Put An End To Drunk Emailing
Emailing under the influence: we’ve all done it. Yes, that includes me and I know for a fact some of you have, too, particularly on Tippling Tuesdays. (Note to Eric: No, I’m not. Note to Stan: DD. Note to Richard: In front. Note to Melissa: Now THAT sounds interesting!)
Like me — and Eric tomorrow — you’ve probably woken up the next morning hoping that somehow the interwebs failed and your message didn’t go through. But, sure enough, it did and there’s no way you can take it back. Oh, sure, you promise yourself you’ll never send an email while drinking again. Maybe you even go so far as to change your computer logon password to some crazy foreign language phrase as a way to stop yourself from doing it, then discover that even in a drunken stupor your fingers retain muscle memory. Sucks, doesn’t it?
But it doesn’t have to thanks to Mail Goggles, a nifty new Gmail feature which, when enabled, requires you to prove your sobriety by solving a series of 5 simple math problems in 45 seconds or less. Can’t do it? Then you’re probably a bit too tipsy to be sending email. (Got that, Eric?)
Unfortunately, by default Mail Goggles is only active late at night on the weekends. If you want it to screen drunken emails on other nights you should probably be sober when you set it up. (Understand, Eric???)
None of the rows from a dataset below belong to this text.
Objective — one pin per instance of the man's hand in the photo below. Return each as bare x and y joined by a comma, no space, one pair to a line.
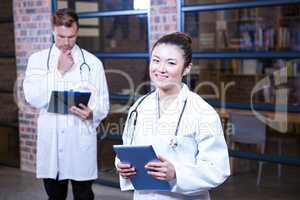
84,112
162,169
125,170
65,61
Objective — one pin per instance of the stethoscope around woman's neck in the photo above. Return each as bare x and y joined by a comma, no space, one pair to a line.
84,64
134,112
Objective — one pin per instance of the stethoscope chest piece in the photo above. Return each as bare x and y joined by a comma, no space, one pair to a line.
173,142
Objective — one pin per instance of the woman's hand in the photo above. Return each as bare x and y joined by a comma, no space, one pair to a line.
125,170
83,112
163,170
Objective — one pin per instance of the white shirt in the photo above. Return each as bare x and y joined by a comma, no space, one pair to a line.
66,145
201,156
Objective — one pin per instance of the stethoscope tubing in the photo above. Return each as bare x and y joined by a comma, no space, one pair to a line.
81,66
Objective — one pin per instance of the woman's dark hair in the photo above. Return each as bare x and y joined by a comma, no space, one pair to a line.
65,17
180,39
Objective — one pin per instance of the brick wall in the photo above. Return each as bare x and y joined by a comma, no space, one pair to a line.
163,18
32,33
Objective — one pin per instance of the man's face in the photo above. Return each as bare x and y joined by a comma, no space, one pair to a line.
65,37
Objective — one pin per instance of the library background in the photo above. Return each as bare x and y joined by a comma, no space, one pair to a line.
245,64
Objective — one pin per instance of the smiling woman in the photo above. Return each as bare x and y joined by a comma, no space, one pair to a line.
178,124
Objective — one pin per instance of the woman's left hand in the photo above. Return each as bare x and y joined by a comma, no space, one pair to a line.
163,170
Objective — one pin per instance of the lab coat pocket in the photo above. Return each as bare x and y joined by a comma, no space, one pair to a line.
87,140
87,137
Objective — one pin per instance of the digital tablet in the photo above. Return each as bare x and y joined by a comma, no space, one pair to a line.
139,156
62,101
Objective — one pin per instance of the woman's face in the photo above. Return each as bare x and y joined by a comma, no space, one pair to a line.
166,67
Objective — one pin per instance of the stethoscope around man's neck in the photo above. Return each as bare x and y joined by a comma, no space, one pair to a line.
84,64
134,112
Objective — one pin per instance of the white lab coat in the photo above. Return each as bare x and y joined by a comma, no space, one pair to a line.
66,145
201,157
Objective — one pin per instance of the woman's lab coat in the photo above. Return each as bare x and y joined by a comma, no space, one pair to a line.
66,145
200,158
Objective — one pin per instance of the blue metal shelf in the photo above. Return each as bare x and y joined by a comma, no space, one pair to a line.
124,55
2,55
257,106
238,5
247,55
265,157
4,20
112,13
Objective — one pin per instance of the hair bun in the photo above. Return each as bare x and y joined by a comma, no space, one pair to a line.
184,36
UPDATE: More on tech solutions to prevent drunk dialing, and maybe even drunk-texting, too.
Hmm, perhaps that could be helpful, but think of the cost. Drunk emailing certainly provides more entertainment than the new tv season.
Now of they’d only come up with something that stopped drunk texting. Why the fuck hasn’t THAT been created yet, hmmm????
I tend to drunk blog. That usually results in tragedy. I’ve made it a rule to stay away from all forms of technology after 3 martinis. If I can remember, anyways.
My question is, what about the mathematically inept?
FlyRices last blog post..Wait, now, what?
I think I’m going to start locking up my cell phone in my safe box before having the first one. Then I’ll drop the key into boiling water. That way, even if I somehow talk myself into thinking drunk texting’s a good idea (which I doubt I ever forget), I’ll still have to wait for the water — and my temper — to cool off.